Hello,
I have a preliminary version of patch which speeds up report import by 24x (not 24 % but 24 times) while the data consumed in SQL is cut at half. Let me first described how I measured it. I’ve used a VM (6GB RAM, 2 vCPUs) with Foreman 1.23 running with default installation parameters (PostgreSQL) on CentOS 7.7. In the Rails console I created a small script that tries to create reports with 100 lines. Half of it were same lines and half of it were unique lines. I’ve used benchmark-ips gem to measure throughtput for 30 minutes. The results are:
Without the patch:
- 191 reports inserted in 30 minutes
- rate of import was 0.14 report per second
- 27 MB of postgres data (data + indices)
With the patch:
- 5.477k reports inserted in 30 minutes
- rate of import was 3.468 report per second
- 13 MB of postgres data (data + indices)
That gives approx. 24x better performance and 50% less stored data. How is that possible you ask?
It’s easy, we currently store report lines in separate tables: messages, sources and a join table called logs which joins all of the with table called reports. The data is deduplicated using sha1 sum and index on it, however the problem is that on busy instances the logs table easily grow and index don’t fit into memory. Everything is slow then, not only report import but everything else to the point then host starts swapping (the worst case).

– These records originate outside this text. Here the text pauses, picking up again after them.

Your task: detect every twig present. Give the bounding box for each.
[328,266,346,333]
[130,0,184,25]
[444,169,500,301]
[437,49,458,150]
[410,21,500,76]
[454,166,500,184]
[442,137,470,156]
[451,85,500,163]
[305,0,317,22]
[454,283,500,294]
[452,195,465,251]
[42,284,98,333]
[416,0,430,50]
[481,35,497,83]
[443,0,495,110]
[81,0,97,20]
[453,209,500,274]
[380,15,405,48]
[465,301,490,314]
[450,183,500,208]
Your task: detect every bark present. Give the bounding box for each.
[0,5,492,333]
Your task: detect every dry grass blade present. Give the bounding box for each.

My scenario was easy as my VM had plenty of memory and all indices were loaded, however we’ve seen many deployments where logs table index is much bigger than memory and in that case all operations are much slower as SQL server needs to seek on drive. In these scenarios this can easily be 500x better performance.
The proposal I would like to discuss is obvious - I drop all those tables and report model gets new field called “body” which is a JSON (Rails) type. For databases which do support JSON datatype Rails uses that (PostgreSQL, MySQL), for others it’s just TEXT. Rails automatically serializes JSON when reading and writing to the field. In other words: instead storing report lines into three join tables, I store it into a long VARCHAR instead. No rocket science, text gets compressed on PostgreSQL so deduplication is not necessary.
Postgres also supports JSONB format which allows to create indices on JSON fields, however the big disadvantage is that the format is not compressed by default so it is probably not worth it. Also I don’t see ability to search across report lines as useful thing and tablescan can always be implemented.
Everything looks great, except few cons I want to discuss here before I start finishing off the patch and doing some changes in some plugins:
- The change is disturbing for plugins - many of them uses report models directly (there is no API defined). It will require changes, at least in OpenSCAP and Ansible (there are probably more). It can’t be done in a compatible way, however changes should be pretty small (except OpenSCAP that one is reporting monster).
- Foreman provided search capability in report contents (messages, resources). However I did a research this year on Discourse and there were no voices against dropping this. Many actually confirmed that they’ve never used this search. Note searching by hosts, report date/time and other basic fields will still be possible and we can add other fields when requested (possibly OpenSCAP).
It’s also a chance to define an API for plugins, since reports are JSON now, plugins can either manipulate the JSON directly adding their own fields or use provided API for that. Also we could define columns per plugin, so base report would only have one column (line) while puppet would have two (line, resource) and openscap probably four as it has today. This would lead to better user experience, currently all reports show two columns as it was a puppet report.
Raw results from my test scripts (will come with the patch). Without the patch:
Calculating -------------------------------------
import report 50/50 0.140 (± 0.0%) i/s - 191.000 in 1812.264915s
table_name | total | index | toast | table
-----------------------------------------+------------+------------+------------+------------
logs | 18 MB | 16 MB | 8192 bytes | 1984 kB
messages | 4688 kB | 2152 kB | 8192 bytes | 2528 kB
sources | 4688 kB | 2152 kB | 8192 bytes | 2528 kB
reports | 400 kB | 304 kB | 8192 bytes | 88 kB
With the patch:
Calculating -------------------------------------
import report 50/50 3.468 (±57.7%) i/s - 5.477k in 1800.238053s
table_name | total | index | toast | table
-----------------------------------------+------------+------------+------------+---------
reports | 13 MB | 1432 kB | 8192 bytes | 12 MB
Edit: All tests were done in a single process (single thread), it generated all the JSON and also sent the requests. Obviously, real-world scenario would saturate the database much more (we default to 6 worker Ruby processes by default and big deployments have dozens of them) giving even more dramatic increase of performance.